先輩のなきがらに手を合わせてから30分も経っていないのに・・・・

僕たちは一日17時間くらい働いていた。

だからって死んじゃだめだ。
そもそも病気になってもだめだ。
健康管理は仕事ができる以前の、大大大前提だ。

健康管理は仕事以前の問題だ。わかってる。

わかってるけどさ。
でもさ。

ふと我に返って、同じテーブルで食事していた上司や先輩たちをぼんやり眺めた。

俺は何のために働いているんだっけ。

「本当にやりたいこと」のために、自分の時間とパワーをいま使ってるんだろうか?

入社して4年かそこらのペーペーの身だけど、でも、でもさ。

俺ってこんなんだっけ?

ファミレスでコーヒーを飲みながら、違和感で腹が気持ち悪くふくれていくのを感じました。

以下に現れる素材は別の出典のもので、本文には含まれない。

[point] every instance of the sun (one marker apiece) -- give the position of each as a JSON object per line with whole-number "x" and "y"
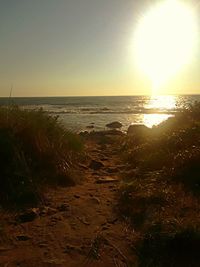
{"x": 165, "y": 40}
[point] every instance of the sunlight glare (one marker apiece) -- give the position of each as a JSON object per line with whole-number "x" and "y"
{"x": 165, "y": 40}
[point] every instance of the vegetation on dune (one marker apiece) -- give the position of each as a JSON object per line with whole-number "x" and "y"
{"x": 160, "y": 193}
{"x": 35, "y": 150}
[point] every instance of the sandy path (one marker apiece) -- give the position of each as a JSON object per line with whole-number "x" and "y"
{"x": 79, "y": 227}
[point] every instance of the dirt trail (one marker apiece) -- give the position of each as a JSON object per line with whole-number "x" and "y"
{"x": 79, "y": 226}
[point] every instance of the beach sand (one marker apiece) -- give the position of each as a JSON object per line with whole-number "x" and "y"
{"x": 77, "y": 226}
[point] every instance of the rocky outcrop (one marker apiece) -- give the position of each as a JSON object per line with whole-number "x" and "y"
{"x": 138, "y": 130}
{"x": 114, "y": 125}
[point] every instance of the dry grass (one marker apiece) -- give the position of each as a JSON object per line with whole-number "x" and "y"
{"x": 35, "y": 150}
{"x": 161, "y": 194}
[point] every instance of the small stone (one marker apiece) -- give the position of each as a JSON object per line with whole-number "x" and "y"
{"x": 96, "y": 199}
{"x": 106, "y": 180}
{"x": 96, "y": 165}
{"x": 63, "y": 207}
{"x": 23, "y": 237}
{"x": 28, "y": 216}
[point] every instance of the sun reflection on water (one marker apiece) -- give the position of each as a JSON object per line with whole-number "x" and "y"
{"x": 160, "y": 109}
{"x": 162, "y": 102}
{"x": 154, "y": 119}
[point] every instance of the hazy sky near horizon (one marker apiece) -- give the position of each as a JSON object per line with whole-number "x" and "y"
{"x": 76, "y": 47}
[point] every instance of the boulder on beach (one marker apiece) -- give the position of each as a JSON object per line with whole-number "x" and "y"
{"x": 114, "y": 125}
{"x": 138, "y": 129}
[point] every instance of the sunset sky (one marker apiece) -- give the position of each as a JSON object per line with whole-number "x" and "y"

ついさっき仕事仲間を亡くしたばかりの僕たちは、それぞれが抱える仕事の話ばかりしている。

お世話になったプロジェクトリーダーのお通夜に参列して間もないのに、故人を悼む人間らしい感情はどこにいったのだろう?

朝起きて冷たくなっていた先輩の声や存在は、どこに行ったんだろう。

先輩の「本当にやりたいこと」は、何だったんだろう。

仕事ってなんのためにするんだっけ?

先輩の遺した小さい子どもたちが、喪服姿の奥さんにくっついていた姿が浮かんだ。

また自分に問いかけてみた。

俺は「本当にやりたいこと」のために自分の時間とパワーを使ってるんだろうか?

「違う」

と、僕の内側から声が返ってきた。

それから間もなく会社に辞表を提出しました。